It is a fictional account of the time of the Russian purges in the 1930s, and it focuses on what happened to Osip Emilievich Mandelstam. Littell says: "The publication of his first book of poetry in 1913, entitled Stone, established him in the eyes of many as "the" great Russian poet of the twentieth century, a view that Stalin clearly shared." Of course, Mandelstam dies in a prison camp. He is on a train, taking him to Siberia. Also in the cattle car with Mandelstam is a professor who organizes their car and thus gets its passengers to the first major stop without any loss of life. Then on p. 265:For those not familiar with the history of this quip, you can start here.
"I overheard a lady mention what the professor was a professor of. It turned out to be something called linguistics. The lady said that he was famous for figuring out the difference between languages and dialects -- languages were spoken by people with armies, dialects by people without."

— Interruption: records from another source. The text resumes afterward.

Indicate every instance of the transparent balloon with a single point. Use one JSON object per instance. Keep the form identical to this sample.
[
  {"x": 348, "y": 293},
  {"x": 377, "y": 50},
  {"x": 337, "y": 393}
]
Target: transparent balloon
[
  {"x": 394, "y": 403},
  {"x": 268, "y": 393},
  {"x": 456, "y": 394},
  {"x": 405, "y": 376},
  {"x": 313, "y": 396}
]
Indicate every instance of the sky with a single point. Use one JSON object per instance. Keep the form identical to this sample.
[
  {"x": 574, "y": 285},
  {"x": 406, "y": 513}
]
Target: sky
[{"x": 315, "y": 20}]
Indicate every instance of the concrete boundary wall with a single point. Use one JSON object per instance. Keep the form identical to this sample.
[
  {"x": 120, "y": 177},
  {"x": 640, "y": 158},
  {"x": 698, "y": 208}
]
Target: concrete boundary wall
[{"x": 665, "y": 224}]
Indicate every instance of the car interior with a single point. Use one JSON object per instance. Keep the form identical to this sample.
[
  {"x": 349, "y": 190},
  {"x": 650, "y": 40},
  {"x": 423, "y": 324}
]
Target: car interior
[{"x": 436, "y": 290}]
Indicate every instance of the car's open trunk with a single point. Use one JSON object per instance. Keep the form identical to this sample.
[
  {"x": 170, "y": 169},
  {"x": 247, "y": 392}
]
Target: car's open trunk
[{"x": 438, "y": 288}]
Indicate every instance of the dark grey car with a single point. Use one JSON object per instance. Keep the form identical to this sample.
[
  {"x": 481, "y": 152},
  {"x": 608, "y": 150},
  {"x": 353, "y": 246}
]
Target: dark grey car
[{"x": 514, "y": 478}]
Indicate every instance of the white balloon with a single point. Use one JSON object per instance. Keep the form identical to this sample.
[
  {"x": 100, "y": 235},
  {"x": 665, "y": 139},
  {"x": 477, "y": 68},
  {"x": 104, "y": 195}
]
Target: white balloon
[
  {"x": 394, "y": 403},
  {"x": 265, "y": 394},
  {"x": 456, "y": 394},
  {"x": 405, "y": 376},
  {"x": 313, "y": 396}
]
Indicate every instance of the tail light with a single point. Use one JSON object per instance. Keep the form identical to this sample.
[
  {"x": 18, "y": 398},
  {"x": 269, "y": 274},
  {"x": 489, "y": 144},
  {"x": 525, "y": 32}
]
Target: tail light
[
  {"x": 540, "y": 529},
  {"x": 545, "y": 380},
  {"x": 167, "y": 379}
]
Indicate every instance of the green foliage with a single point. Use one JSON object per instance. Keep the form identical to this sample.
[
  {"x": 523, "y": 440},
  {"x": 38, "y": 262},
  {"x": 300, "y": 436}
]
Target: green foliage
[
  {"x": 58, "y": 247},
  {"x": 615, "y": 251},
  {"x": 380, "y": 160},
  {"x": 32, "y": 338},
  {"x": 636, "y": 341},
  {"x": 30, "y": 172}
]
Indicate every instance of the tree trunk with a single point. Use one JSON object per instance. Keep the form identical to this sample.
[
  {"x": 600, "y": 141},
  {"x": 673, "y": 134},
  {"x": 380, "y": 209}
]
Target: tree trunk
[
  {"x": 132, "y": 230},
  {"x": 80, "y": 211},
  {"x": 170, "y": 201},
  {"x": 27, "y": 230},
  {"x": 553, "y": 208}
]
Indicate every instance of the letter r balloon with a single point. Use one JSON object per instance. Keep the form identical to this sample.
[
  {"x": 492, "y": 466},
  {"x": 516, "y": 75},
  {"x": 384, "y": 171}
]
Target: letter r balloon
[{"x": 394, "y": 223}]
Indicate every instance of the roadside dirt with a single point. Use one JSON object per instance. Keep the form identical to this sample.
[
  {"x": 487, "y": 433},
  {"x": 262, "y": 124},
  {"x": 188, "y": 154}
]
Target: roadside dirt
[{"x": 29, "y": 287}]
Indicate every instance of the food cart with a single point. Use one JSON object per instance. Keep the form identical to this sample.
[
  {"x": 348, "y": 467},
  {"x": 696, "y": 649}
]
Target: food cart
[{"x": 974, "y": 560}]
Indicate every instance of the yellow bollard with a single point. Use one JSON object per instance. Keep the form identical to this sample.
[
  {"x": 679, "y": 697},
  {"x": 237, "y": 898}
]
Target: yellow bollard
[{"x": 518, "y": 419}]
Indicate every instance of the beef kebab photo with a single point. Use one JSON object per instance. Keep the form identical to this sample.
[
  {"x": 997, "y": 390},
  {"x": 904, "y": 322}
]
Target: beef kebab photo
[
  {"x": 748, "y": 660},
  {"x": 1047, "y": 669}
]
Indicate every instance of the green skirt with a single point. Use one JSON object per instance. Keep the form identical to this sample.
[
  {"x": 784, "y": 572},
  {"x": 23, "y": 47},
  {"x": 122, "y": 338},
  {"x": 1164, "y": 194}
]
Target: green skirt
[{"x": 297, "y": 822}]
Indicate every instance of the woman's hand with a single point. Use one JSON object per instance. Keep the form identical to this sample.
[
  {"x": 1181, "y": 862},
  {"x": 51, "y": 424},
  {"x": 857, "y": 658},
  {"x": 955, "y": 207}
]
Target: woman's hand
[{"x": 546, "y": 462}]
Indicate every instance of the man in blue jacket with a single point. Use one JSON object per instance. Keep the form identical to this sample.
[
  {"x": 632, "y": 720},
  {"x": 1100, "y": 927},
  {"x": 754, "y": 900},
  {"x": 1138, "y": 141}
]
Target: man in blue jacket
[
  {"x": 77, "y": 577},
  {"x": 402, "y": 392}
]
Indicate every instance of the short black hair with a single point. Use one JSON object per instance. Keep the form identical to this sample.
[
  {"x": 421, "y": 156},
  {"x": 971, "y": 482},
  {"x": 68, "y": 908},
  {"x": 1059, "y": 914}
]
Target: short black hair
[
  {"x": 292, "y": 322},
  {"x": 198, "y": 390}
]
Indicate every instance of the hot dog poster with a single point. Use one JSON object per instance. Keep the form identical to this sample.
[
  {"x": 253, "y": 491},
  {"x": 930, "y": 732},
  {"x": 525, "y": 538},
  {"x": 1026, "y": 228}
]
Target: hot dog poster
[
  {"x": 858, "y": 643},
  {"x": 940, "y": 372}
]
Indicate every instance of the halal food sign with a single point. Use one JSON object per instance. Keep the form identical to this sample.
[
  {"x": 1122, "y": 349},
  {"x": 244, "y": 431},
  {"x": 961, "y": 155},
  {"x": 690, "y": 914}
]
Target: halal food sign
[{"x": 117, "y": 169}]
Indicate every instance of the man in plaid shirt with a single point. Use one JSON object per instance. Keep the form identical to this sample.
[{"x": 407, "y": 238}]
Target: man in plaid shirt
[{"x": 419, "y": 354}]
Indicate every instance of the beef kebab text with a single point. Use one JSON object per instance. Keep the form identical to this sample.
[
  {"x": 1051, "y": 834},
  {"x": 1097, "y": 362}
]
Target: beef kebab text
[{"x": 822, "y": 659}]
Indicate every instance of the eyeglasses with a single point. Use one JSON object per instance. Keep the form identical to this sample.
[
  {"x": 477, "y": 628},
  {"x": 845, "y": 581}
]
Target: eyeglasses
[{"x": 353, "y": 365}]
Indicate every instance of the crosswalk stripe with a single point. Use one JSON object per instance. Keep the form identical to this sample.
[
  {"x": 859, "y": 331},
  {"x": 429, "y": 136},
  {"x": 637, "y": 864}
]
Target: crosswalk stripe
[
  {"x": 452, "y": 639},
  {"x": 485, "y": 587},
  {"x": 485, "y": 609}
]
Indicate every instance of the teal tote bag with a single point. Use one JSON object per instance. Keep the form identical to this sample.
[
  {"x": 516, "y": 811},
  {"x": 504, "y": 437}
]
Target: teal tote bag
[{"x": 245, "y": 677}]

The image is of Mandelstam.
5 comments:
Wikipedia has an excellent article on the vitz. In short, Max Weinreich first published it (in Yiddish) in 1945, but he says he heard it the year before from a high-school teacher who remains unidentified. Needless to say, Weinreich was not on a train to Siberia in 1938 -- he was in fact in Vilnius, Lithuania, not then part of the Soviet Union.
Thanks -- the wikipedia article is good. Of course the great Max Weinreich did not get famous for the quip either!
You ought to offer a poll to see which famous linguist is believed to have first said the quote (no one is allowed to think about this for more than 1 minute). My vote has always been for Einar Haugen.
I'm happy to do that, Anon, but who are the best candidates? Weinreich and Haugen are good, and Meillet is in there, I think. Fishman is out by the earliest known attestation.
I bet some obvious non-contenders could garner some votes, e.g., Bloomfield, Sapir, Jakobson, Joos, ... pick a bunch and add in some lesser known (to American generativists) Europeans and you'd have a field. Even throw in ones that are probably from the wrong century: Schliecher, Bleek, J Grimm, .... You name 'em, we vote 'em.